Sommet coréen : une solution est-elle possible ?
Avant leur rencontre à la frontière, les présidents des deux Corée se sont salués par une poignée de main chaleureuse. Kim Jong-un est le premier dirigeant nord-coréen à fouler le sol sud-coréen depuis la fin de la guerre de Corée, en 1953. Moon Jae-in a lui aussi franchi la ligne de démarcation. Les commentateurs se demandent s'il s'agit d'un geste purement symbolique ou de l'amorce de changements réels dans la crise perpétuelle de la péninsule.
Un rapprochement vecteur de transformation
Le correspondant de Volkskrant pour la Corée du Sud et le Japon, Jeroen Visser, analyse les espoirs placés par les deux chefs d'Etat dans la reprise des relations :
«Moon Jae-in croit qu'un rapprochement est un préalable à une paix durable sur la péninsule coréenne. En rencontrant Kim Jong-un, il poursuit dans la voie de ses prédécesseurs progressistes. ... La 'politique du rayon de soleil' [que ceux-ci ont propagée] fut une réaction à la 'Ostpolitik' de l'Allemagne de l'Ouest pendant la guerre froide. Le rapprochement et les investissements dans l'économie nord-coréenne devraient à terme amener des réformes dans le Nord et faciliter la réunification des deux Corées. Pour la Corée du Nord, le sommet doit donner le feu vert à une coopération économique accrue avec le Sud. A son arrivée au pouvoir en 2011, Kim Jong-un avait promis à son peuple des progrès économiques.»
Kim ne renoncera pas à la bombe atomique
Lidové noviny se demande si la dénucléarisation est vraiment l'unique issue à ce conflit :
«Certains, dont Trump, s'imaginent que la Corée du Nord va abandonner son programme nucléaire et autoriser les contrôles, et qu'en contrepartie, elle obtiendra un accord de paix et des relations normales avec les Etats-Unis. Or pour Kim, ce serait folie que de se prêter à un pareil marché. Il voudra conserver la bombe et la technologie.

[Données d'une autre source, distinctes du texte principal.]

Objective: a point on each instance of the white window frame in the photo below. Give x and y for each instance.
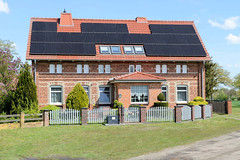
(138, 68)
(86, 68)
(107, 68)
(158, 68)
(79, 68)
(59, 68)
(139, 102)
(164, 68)
(139, 52)
(184, 68)
(51, 68)
(130, 68)
(178, 68)
(110, 94)
(166, 91)
(128, 52)
(182, 91)
(100, 68)
(56, 103)
(105, 52)
(116, 52)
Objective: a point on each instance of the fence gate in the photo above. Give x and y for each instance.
(132, 114)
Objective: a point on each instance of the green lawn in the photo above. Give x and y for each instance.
(110, 142)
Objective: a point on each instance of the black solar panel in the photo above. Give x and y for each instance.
(104, 27)
(179, 29)
(44, 26)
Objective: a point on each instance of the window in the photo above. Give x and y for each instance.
(86, 68)
(59, 68)
(128, 49)
(138, 49)
(104, 49)
(104, 95)
(182, 93)
(157, 68)
(56, 95)
(164, 91)
(51, 68)
(164, 68)
(184, 69)
(107, 68)
(139, 94)
(115, 49)
(79, 68)
(178, 68)
(131, 68)
(138, 68)
(100, 68)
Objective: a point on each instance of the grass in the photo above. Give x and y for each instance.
(110, 142)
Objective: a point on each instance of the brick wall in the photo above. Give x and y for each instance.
(93, 79)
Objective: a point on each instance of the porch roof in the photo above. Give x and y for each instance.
(137, 77)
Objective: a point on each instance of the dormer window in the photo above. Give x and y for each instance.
(105, 49)
(138, 49)
(115, 49)
(128, 49)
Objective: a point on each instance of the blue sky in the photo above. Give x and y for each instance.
(218, 22)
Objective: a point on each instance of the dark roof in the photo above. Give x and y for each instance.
(164, 40)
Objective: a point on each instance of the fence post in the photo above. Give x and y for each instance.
(178, 114)
(45, 118)
(192, 112)
(143, 114)
(203, 111)
(229, 107)
(84, 116)
(22, 119)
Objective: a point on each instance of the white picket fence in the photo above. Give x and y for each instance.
(156, 114)
(64, 116)
(99, 115)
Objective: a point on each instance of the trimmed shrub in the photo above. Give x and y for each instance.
(117, 104)
(77, 98)
(161, 97)
(50, 107)
(160, 104)
(198, 101)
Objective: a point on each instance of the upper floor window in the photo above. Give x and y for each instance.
(105, 49)
(115, 49)
(56, 94)
(181, 68)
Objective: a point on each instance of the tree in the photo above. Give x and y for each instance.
(24, 98)
(9, 68)
(77, 98)
(214, 76)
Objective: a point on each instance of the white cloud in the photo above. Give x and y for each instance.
(229, 23)
(4, 7)
(233, 39)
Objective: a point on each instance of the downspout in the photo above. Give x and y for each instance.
(35, 69)
(202, 78)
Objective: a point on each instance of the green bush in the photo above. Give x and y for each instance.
(161, 97)
(117, 104)
(198, 101)
(77, 98)
(160, 104)
(50, 107)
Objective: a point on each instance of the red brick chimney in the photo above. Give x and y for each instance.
(141, 20)
(66, 19)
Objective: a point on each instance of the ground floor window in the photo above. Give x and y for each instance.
(139, 94)
(56, 94)
(181, 93)
(104, 94)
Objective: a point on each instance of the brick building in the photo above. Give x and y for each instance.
(128, 60)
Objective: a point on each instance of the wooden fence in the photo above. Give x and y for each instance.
(157, 114)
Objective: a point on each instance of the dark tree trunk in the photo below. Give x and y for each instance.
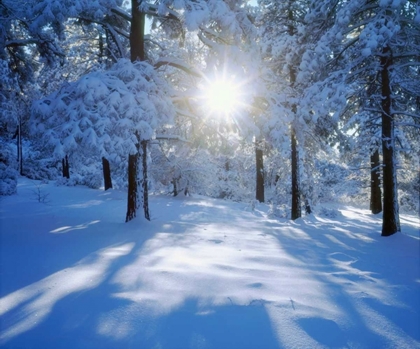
(107, 174)
(65, 166)
(296, 207)
(391, 221)
(137, 32)
(145, 182)
(375, 184)
(308, 209)
(175, 187)
(137, 53)
(19, 146)
(132, 204)
(259, 162)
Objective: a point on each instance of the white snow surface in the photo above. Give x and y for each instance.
(204, 273)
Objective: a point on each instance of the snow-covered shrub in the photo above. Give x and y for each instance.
(103, 114)
(279, 211)
(329, 212)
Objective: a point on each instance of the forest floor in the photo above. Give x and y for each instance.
(204, 273)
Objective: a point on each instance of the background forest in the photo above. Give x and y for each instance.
(286, 102)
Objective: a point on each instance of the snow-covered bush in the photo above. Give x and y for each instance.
(104, 114)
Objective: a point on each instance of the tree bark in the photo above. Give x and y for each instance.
(390, 221)
(145, 180)
(259, 162)
(65, 166)
(107, 174)
(296, 207)
(375, 184)
(138, 21)
(137, 53)
(132, 204)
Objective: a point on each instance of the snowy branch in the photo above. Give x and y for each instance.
(177, 64)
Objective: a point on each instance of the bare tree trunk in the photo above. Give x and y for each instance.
(259, 162)
(375, 184)
(65, 167)
(138, 21)
(296, 207)
(132, 199)
(107, 174)
(391, 220)
(137, 53)
(145, 182)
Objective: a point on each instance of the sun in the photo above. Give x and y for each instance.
(222, 96)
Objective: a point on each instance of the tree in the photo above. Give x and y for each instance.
(375, 43)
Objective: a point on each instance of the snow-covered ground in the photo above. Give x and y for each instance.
(203, 273)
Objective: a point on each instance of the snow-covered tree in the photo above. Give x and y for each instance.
(374, 48)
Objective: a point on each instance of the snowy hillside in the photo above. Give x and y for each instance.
(203, 273)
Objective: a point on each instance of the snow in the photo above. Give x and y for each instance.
(204, 273)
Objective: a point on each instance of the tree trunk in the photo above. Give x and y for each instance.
(145, 180)
(132, 204)
(107, 174)
(391, 221)
(296, 207)
(65, 166)
(138, 21)
(19, 146)
(375, 184)
(259, 162)
(137, 53)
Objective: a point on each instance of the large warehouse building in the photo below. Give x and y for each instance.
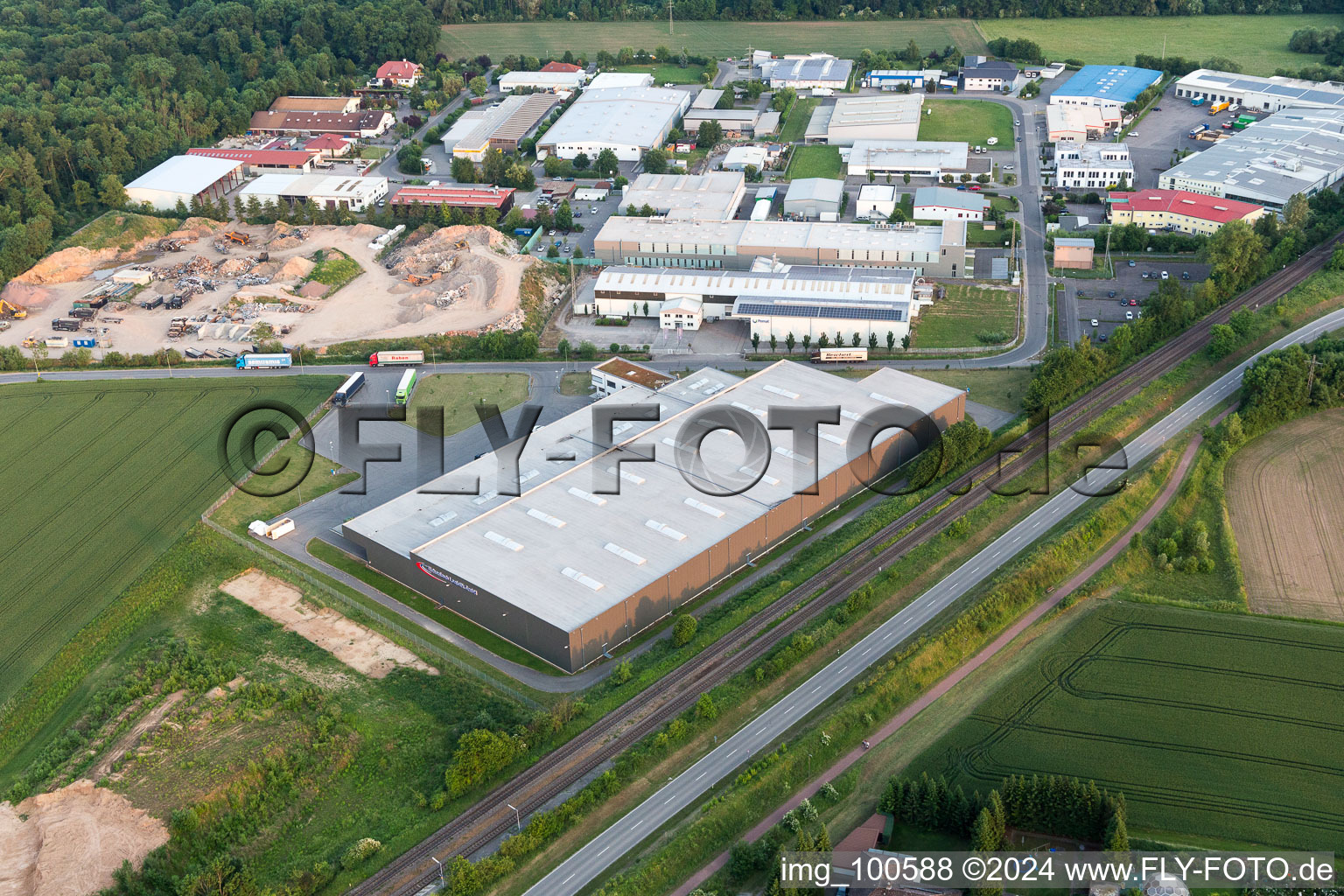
(1261, 94)
(710, 196)
(599, 547)
(1296, 150)
(735, 245)
(776, 298)
(509, 122)
(802, 73)
(183, 178)
(870, 117)
(914, 158)
(1105, 88)
(629, 121)
(1179, 210)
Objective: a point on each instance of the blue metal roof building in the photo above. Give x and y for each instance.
(1106, 83)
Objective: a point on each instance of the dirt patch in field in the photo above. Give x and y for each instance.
(355, 645)
(1285, 497)
(148, 723)
(72, 841)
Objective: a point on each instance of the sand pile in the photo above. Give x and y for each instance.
(298, 268)
(73, 840)
(355, 645)
(366, 231)
(69, 265)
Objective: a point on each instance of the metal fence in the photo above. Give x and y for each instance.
(356, 607)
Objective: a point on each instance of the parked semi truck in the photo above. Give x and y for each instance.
(353, 384)
(839, 355)
(257, 361)
(393, 359)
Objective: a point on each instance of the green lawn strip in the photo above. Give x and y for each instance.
(577, 384)
(816, 161)
(967, 316)
(796, 125)
(674, 73)
(460, 394)
(335, 269)
(970, 121)
(830, 734)
(1000, 387)
(118, 230)
(321, 476)
(1234, 705)
(416, 601)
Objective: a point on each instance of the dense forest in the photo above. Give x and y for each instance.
(458, 11)
(95, 93)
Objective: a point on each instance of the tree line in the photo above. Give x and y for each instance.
(1054, 805)
(458, 11)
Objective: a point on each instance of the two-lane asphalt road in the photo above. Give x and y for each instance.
(588, 863)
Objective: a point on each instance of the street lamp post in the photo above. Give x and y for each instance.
(441, 886)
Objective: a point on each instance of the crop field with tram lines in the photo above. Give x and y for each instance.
(97, 480)
(1211, 724)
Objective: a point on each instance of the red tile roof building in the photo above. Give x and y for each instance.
(1179, 210)
(256, 160)
(328, 145)
(401, 73)
(350, 124)
(498, 198)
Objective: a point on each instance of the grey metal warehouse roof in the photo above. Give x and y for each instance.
(564, 552)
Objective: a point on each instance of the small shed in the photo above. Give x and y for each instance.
(1074, 253)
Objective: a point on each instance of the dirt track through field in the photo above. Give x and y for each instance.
(1285, 499)
(353, 644)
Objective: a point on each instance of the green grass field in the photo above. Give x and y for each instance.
(458, 394)
(998, 387)
(955, 320)
(674, 74)
(1211, 724)
(118, 230)
(816, 161)
(719, 39)
(972, 121)
(1258, 43)
(98, 480)
(796, 125)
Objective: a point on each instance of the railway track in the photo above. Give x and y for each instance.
(735, 652)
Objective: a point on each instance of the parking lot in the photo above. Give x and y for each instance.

Ce qui est inacceptable pour les Etats-Unis pourrait toutefois être suffisant pour les alliés de Trump en Corée du Sud et au Japon. Pour eux, une Corée du Nord stable et prévisible vaut mieux qu'une Corée du Nord sans armes nucléaires. C'est le détail qu'il faudra élucider lors de ce sommet inter-coréen.»
Washington ne cherche pas à résoudre le conflit
Georgi Toloraia, professeur à l'Université du ministère des Affaires étrangères russe, croit savoir dans Izvestia, que les Etats-Unis cherchent secrètement à maintenir les tensions existantes entre la Corée du Nord et celle du Sud :
«Dans les faits, les Américains dictent leur conduite aux Coréens du Sud en se prononçant contre une détente profonde sur la péninsule, invoquant le prétexte de l'enjeu nucléaire. Car le foyer de tensions sur la péninsule coréenne, à proximité de la frontière avec la Chine, correspond aux projets stratégiques des Etats-Unis en faveur du maintien et du développement de sa présence militaire dans la région. La mission géopolitique de l'Amérique consiste à réfréner la Chine, et le prétexte coréen est bien utile pour faire perdurer des 'tensions maîtrisées' aux frontières avec la Chine et la Russie.»
La confiance c'est bien, le contrôle, c'est mieux
Il ne faudra pas avoir une confiance naïve dans les promesses du régime nord-coréen, insiste Financial Times :
«Les expériences du passé nous enseignent que la Corée du Sud aurait tort de débloquer des aides économiques sur la seule base de concessions sur la question nucléaire. Et pourtant, il sera très difficile de vérifier les mesures de démilitarisation de la Corée du Nord. Ceci nécessitera une ingérence et un contrôle de l'étranger que le Nord n'était pas prêt à concéder jusqu'ici. En outre, conjuguer les mesures de démilitarisation, dans le cadre d'un processus graduel, à des mesures économiques sera un défi, mais c'est précisément ce qui pourrait s'avérer décisif pour conférer crédibilité et substance à un éventuel accord.»